Brasília, DF — Em um movimento que levanta sérias preocupações sobre a neutralidade e a celeridade seletiva da Justiça, o ministro Alexandre de Moraes, do Supremo Tribunal Federal (STF), determinou a aceleração de procedimentos que podem resultar na condenação e, consequentemente, na inelegibilidade do deputado federal Eduardo Bolsonaro (PL-SP) por oito anos.
O caso em questão é um inquérito aberto após o deputado iniciar conversas com autoridades americanas, buscando a aplicação da Lei Magnitsky contra Moraes e outros ministros por supostos abusos de poder e perseguição política contra a direita brasileira.
Celeridade Suspeita e Padrões Duplos
A notícia que indigna o eleitor conservador é a velocidade atípica com que o processo avança. Enquanto investigações contra aliados do sistema costumam se arrastar por anos no STF, o caso de Eduardo Bolsonaro, que se tornou um franco opositor do ativismo judicial, está sendo conduzido em ritmo acelerado.
O ápice dessa celeridade questionável foi a decisão de Moraes de ordenar a citação do deputado por edital. Isso ocorreu após um oficial de Justiça não o encontrar no endereço indicado em Brasília.
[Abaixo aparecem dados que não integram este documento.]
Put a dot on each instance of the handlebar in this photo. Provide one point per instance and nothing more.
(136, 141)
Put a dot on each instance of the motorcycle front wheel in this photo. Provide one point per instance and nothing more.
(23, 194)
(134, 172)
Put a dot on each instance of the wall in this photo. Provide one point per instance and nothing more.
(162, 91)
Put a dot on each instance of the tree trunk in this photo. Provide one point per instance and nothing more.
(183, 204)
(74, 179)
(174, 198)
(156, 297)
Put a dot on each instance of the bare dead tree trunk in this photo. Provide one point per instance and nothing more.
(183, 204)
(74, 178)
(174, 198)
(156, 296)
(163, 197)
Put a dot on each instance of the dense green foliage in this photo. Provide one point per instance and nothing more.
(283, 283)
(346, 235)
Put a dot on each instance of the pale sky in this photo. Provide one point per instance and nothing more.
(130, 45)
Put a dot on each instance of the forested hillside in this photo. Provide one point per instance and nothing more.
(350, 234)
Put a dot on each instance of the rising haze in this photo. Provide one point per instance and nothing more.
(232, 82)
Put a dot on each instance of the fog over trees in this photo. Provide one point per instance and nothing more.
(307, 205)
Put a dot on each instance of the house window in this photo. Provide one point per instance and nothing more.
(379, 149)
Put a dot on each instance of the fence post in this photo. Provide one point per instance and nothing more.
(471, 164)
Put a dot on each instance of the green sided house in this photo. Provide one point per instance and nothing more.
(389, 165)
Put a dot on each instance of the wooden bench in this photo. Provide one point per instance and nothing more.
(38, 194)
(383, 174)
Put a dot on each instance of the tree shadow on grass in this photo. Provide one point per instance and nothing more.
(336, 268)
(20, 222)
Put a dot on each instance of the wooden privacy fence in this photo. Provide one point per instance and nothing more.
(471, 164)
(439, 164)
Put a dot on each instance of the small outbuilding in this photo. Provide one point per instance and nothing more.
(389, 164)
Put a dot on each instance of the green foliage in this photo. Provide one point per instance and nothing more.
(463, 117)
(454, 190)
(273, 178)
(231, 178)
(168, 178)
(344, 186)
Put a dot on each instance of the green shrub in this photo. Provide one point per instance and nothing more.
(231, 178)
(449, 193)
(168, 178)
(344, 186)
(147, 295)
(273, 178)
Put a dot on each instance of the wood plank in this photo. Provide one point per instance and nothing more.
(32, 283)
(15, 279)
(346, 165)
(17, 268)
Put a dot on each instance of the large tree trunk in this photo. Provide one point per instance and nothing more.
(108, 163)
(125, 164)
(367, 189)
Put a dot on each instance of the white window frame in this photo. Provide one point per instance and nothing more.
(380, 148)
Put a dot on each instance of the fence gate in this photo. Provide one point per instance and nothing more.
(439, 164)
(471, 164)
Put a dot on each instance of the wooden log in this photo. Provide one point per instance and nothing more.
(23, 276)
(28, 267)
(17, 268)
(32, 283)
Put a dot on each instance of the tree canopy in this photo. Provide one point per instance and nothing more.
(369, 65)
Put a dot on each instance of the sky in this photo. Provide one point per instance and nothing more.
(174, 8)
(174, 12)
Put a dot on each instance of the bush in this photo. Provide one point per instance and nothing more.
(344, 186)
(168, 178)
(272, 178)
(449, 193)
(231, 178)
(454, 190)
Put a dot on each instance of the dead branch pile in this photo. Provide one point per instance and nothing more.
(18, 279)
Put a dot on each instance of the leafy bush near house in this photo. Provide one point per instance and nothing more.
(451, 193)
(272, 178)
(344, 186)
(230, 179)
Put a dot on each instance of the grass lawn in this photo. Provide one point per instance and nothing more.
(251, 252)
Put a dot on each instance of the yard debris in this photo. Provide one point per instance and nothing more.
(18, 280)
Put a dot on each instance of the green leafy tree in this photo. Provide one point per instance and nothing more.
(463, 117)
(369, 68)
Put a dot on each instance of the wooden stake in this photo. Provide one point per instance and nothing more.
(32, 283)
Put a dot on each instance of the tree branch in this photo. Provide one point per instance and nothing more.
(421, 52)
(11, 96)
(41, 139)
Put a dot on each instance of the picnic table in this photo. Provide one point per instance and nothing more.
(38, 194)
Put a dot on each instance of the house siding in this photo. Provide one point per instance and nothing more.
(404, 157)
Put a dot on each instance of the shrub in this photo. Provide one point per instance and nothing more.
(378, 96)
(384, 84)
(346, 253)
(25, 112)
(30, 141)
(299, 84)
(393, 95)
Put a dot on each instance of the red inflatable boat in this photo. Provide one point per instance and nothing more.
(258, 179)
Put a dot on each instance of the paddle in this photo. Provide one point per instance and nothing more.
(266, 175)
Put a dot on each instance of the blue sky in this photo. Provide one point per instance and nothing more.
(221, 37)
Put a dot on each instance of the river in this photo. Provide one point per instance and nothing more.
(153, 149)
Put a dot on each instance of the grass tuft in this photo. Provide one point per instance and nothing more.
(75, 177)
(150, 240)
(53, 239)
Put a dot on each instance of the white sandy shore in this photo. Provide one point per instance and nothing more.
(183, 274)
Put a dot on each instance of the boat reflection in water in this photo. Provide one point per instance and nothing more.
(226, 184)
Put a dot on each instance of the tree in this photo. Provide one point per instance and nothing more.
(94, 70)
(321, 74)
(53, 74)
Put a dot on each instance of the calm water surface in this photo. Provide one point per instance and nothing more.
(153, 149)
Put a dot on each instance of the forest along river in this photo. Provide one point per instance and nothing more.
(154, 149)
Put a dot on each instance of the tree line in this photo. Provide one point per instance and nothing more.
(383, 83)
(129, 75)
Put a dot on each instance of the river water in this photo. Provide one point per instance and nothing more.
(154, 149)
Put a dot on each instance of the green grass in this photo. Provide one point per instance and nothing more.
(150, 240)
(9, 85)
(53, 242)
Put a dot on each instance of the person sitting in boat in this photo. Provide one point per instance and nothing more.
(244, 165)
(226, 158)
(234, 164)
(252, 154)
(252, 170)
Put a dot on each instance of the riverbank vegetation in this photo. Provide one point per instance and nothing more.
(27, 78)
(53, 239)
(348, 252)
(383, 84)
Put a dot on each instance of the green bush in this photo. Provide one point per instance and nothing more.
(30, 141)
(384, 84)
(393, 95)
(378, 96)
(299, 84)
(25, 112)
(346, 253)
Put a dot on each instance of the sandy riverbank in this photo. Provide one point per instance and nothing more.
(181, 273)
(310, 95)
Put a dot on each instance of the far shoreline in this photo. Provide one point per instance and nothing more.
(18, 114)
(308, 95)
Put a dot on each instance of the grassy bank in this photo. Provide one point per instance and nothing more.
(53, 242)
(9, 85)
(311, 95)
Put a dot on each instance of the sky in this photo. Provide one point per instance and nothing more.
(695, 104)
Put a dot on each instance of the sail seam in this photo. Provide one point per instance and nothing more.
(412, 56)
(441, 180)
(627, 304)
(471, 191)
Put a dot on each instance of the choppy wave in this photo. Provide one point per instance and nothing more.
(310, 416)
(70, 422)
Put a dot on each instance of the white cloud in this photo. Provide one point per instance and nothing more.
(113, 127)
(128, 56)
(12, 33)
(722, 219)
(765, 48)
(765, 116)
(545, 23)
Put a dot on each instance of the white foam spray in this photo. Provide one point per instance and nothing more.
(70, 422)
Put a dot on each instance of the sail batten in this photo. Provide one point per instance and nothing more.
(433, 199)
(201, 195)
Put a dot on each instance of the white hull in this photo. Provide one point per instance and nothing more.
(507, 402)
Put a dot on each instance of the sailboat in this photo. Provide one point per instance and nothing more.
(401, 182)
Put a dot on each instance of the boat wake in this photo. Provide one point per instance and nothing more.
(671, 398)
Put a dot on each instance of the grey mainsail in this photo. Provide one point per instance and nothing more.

Em vez de utilizar a carta rogatória – o procedimento legal e mais lento, mas correto, para notificar alguém que se sabe estar nos EUA (como foi feito no caso do co-denunciado, o jornalista Paulo Figueiredo) – Moraes considerou que Eduardo estaria “criando dificuldades” e optou pelo método mais rápido.
Para o eleitorado de direita, esse ato é uma clara manobra para suprimir a defesa e acelerar a abertura da ação penal, pavimentando o caminho para a condenação e a inelegibilidade que o tiraria da disputa de 2026.
Cerco Político e Cassação na Câmara
O cerco judicial e político não se limita ao STF. O artigo revela que a cassação do mandato de Eduardo Bolsonaro também está sendo articulada na Câmara dos Deputados pela esquerda, sob a mira da Lei da Ficha Limpa. A pressão sobre o presidente da Câmara para que a contagem de faltas fosse retomada e o envio do documento da PGR por Moraes, “para fins de avaliação disciplinar”, demonstram um esforço coordenado entre esferas de poder para silenciar a voz da oposição.
Trata-se de mais um episódio em que o Judiciário extrapola suas funções, atuando como um braço de censura e perseguição contra figuras que incomodam o establishment político.